I confirm, all your pathes resolved main problem. System has been working for 3 days without crash. Thank you!
A commit in branch stable/13 references this bug: URL: https://cgit.FreeBSD.org/src/commit/?id=5007bc4e13906104163ca78440ffcefb5c126548 commit 5007bc4e13906104163ca78440ffcefb5c126548 Author: Alexander V. Chernikov <melifaro@FreeBSD.org> AuthorDate: 2021-08-15 22:25:21 +0000 Commit: Alexander V. Chernikov <melifaro@FreeBSD.org> CommitDate: 2021-09-07 21:02:58 +0000 routing: Fix crashes with dpdk_lpm[46] algo. When a prefix gets deleted from the RIB, dpdk_lpm algo needs to know the nexthop of the "parent" prefix to update its internal state. The glue code, which utilises RIB as a backing route store, uses fib[46]_lookup_rt() for the prefix destination after its deletion to fetch the desired nexthop. This approach does not work when deleting less-specific prefixes with most-specific ones are still present. For example, if 10.0.0.0/24, 10.0.0.0/23 and 10.0.0.0/22 exist in RIB, deleting 10.0.0.0/23 would result in 10.0.0.0/24 being returned as a search result instead of 10.0.0.0/22. This, in turn, results in the failed datastructure update: part of the deleted /23 prefix will still contain the reference to an old nexthop. This leads to the use-after-free behaviour, ending with the eventual crashes. Fix the logic flaw by properly fetching the prefix "parent" via newly-created rt_get_inet[6]_parent() helpers.
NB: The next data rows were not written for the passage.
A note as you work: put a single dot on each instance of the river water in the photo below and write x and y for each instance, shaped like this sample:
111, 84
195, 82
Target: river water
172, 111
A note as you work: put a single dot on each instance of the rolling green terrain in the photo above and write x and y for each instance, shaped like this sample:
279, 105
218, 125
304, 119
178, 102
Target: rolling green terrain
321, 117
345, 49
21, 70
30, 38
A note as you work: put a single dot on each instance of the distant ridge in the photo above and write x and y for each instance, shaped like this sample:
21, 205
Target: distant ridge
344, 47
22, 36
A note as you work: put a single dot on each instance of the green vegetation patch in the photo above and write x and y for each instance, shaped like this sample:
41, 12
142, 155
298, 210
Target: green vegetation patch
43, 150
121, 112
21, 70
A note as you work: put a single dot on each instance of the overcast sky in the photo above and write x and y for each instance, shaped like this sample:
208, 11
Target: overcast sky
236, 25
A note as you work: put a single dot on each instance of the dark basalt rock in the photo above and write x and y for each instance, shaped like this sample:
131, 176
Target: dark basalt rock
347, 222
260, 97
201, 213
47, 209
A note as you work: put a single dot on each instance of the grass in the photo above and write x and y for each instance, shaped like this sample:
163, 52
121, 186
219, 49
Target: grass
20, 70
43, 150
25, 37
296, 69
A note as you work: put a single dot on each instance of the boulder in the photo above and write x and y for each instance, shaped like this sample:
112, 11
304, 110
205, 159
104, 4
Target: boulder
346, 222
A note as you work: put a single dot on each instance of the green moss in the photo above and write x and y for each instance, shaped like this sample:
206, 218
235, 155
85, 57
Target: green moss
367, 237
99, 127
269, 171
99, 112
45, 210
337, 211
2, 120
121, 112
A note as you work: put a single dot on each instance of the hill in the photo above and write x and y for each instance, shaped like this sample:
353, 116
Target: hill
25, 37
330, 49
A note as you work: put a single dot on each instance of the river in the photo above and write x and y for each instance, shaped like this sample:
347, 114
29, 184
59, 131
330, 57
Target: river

Differential Revision: https://reviews.freebsd.org/D31546 PR: 256882,256833 (cherry picked from commit 36e15b717eec80047fe7442898b5752101f2fbca) sys/contrib/dpdk_rte_lpm/dpdk_lpm.c | 32 ++++---- sys/contrib/dpdk_rte_lpm/dpdk_lpm6.c | 42 +++++----- sys/net/radix.c | 14 ++++ sys/net/radix.h | 1 + sys/net/route/route_ctl.h | 3 + sys/net/route/route_helpers.c | 150 +++++++++++++++++++++++++++++++++++ 6 files changed, 208 insertions(+), 34 deletions(-)
(In reply to Konrad from comment #20) Has the system been stable since?
Yes, system has been working stable since then
(In reply to Konrad from comment #23) Great! I'm going to proceed with the case closure then.
^Triage: the 12 branch is now out of support.